Thirty years? And poof.” Nick snapped the fingers of his free hand. “Gone in
one night.”

The
Butcher stopped walking and said, “You’re going to be wishing you had called
those security guards in just a few minutes, country boy.”

“Well,
it’s true,” Nick said, “that some have said I’ve got no sense. But, we’ll just
have to see if you’re man enough to do what so many others couldn’t. Tell you
what, let’s try this hall up here.”

Nick
angled him toward a sign that said “fire exit” on it.

They
entered the hall and Nick was relieved that no alarm went off. A chair sat
inside the hall next to an old trash can with a pile of cigarette butts in it.
Clearly some guard or janitor used the place to sneak a smoke.
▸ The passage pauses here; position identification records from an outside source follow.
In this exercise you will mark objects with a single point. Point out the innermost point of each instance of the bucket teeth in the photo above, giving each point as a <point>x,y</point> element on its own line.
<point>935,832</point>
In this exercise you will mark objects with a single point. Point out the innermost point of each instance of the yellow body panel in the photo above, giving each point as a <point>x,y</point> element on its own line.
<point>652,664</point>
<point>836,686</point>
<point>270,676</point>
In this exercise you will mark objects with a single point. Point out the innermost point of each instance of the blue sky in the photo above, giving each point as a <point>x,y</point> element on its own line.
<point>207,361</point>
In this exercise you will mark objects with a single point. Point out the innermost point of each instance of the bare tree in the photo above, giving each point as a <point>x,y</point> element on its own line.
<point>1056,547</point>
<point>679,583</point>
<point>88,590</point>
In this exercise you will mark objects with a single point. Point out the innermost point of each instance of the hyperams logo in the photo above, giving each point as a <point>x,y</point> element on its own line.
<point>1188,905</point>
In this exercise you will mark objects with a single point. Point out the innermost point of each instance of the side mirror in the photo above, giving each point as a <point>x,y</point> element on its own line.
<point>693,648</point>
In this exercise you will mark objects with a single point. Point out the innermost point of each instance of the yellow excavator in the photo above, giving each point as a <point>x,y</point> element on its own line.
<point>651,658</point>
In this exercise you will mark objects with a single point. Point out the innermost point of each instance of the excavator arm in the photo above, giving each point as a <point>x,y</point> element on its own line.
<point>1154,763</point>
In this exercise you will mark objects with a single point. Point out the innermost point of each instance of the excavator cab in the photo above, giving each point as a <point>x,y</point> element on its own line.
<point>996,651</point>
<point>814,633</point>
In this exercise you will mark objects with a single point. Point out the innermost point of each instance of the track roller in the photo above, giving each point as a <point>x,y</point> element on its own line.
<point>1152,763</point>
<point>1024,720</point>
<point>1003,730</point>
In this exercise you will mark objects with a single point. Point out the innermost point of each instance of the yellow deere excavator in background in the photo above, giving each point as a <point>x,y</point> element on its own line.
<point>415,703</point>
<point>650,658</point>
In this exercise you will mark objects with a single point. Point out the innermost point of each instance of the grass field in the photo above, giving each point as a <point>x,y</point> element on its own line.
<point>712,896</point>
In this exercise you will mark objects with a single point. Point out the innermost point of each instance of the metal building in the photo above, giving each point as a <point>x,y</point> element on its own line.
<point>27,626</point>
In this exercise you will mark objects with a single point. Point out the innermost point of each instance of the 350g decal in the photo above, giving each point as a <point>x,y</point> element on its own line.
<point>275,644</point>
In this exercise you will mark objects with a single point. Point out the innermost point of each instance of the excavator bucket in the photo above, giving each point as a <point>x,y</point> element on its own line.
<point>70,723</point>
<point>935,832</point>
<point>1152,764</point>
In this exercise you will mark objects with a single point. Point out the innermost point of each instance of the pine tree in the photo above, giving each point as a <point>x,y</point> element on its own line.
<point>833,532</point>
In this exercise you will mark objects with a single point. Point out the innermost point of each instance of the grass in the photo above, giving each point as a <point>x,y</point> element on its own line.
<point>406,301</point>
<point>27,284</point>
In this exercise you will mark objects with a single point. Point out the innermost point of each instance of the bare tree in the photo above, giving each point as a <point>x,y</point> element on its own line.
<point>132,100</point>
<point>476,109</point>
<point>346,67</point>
But it looked
dingy and rarely visited otherwise -- the perfect place for a fight to the
death.

The
Butcher moved down the hall and when he was a safe distance away, Nick grabbed
the chair by the trash can and blocked the door behind him with it, wedging it
against the handle at an angle. The last thing he wanted was a janitor, cop, or
tourist trying to stop them.

Thankfully,
the hall was a wide one, built so that golf carts and other emergency vehicles
could navigate it. Probably even wide enough for ambulances to drive through.

There’d
be plenty of room to dance in here, Nick thought, and then he saw that the
Butcher was smiling.

“What’s
so funny?” Nick asked. “Oh, that’s right. You like being locked up with bigger
men. I seem to recall reading in the police file on you that you had a great
time in prison. This bring back some pleasant memories for you?”

The
Butcher smiled at him, and the little shit had the creepiest of looks. Nick
couldn’t read his face. It was the strangest damned thing.

“What’s
so funny?” Nick asked. “You really think your little goober karate moves are
going to work against me?”

“Probably,”
the Butcher said, “but not as well as this.”

And with
that he yanked his katana from the duffel bag.

“Well,” Nick
admitted, “I wasn’t expecting that.”

“Turns
out,” the Butcher said with a smirk, “that a ton of money won’t get an Uzi
through security, but it will get a sword through.”

Nick was
barely listening. He suddenly regretted that the hall was so wide. Or that he
had blocked the door behind him with the chair.

No doubt
if he turned his back to grab it he’d be a shish kebab. The Butcher would
skewer him straight through his back like a piece of meat pierced by a
stainless steel cooking rod.

Nick’s
brain raced, looking for something. Now it was the Butcher’s turn to have fun.

“What was
the term I used earlier?” the Butcher asked. “I believe it was ‘cocky-ass
American.’ And look, here you’ve made yet another horrendous mistake, just like
last night.”

Nick stood
facing him, his legs shoulder-width apart and his empty hands held out to his
sides. What the hell had he gotten himself into? And how in the world did you
dodge a swift swinging sword? Especially from a little karate dick who knew how
to use it?

“I could
kill you so quickly,” the Butcher said, “like a stork stabbing a fish out of
water, but I wonder… I wonder if you know how powerless it feels to be cut time
and time again and not be able to do anything about it.”

Here
comes the sadistic, cruel side of the man, Nick thought.

The
Butcher held the sword in a two-hand grip directly in front of him and he
looked like he knew what he was doing. He had unsheathed it with ease and
grace, then positioned the sword expertly. Yeah, he definitely knew what he was
doing.

And there
was something unnerving about a long blade. Much more intimidating than a
pistol or submachine gun, despite the absurdity of such a comparison. Perhaps
it was the slow death such a weapon would cause.

“I’ll
bet,” the Butcher said, “that I have you giving up and begging for your life
after just six or eight slices. Sharp cuts bleed a lot and they burn. They’re
really no fun, I promise you.”

“I
thought martial artists didn’t use weapons against unarmed people?” Nick asked.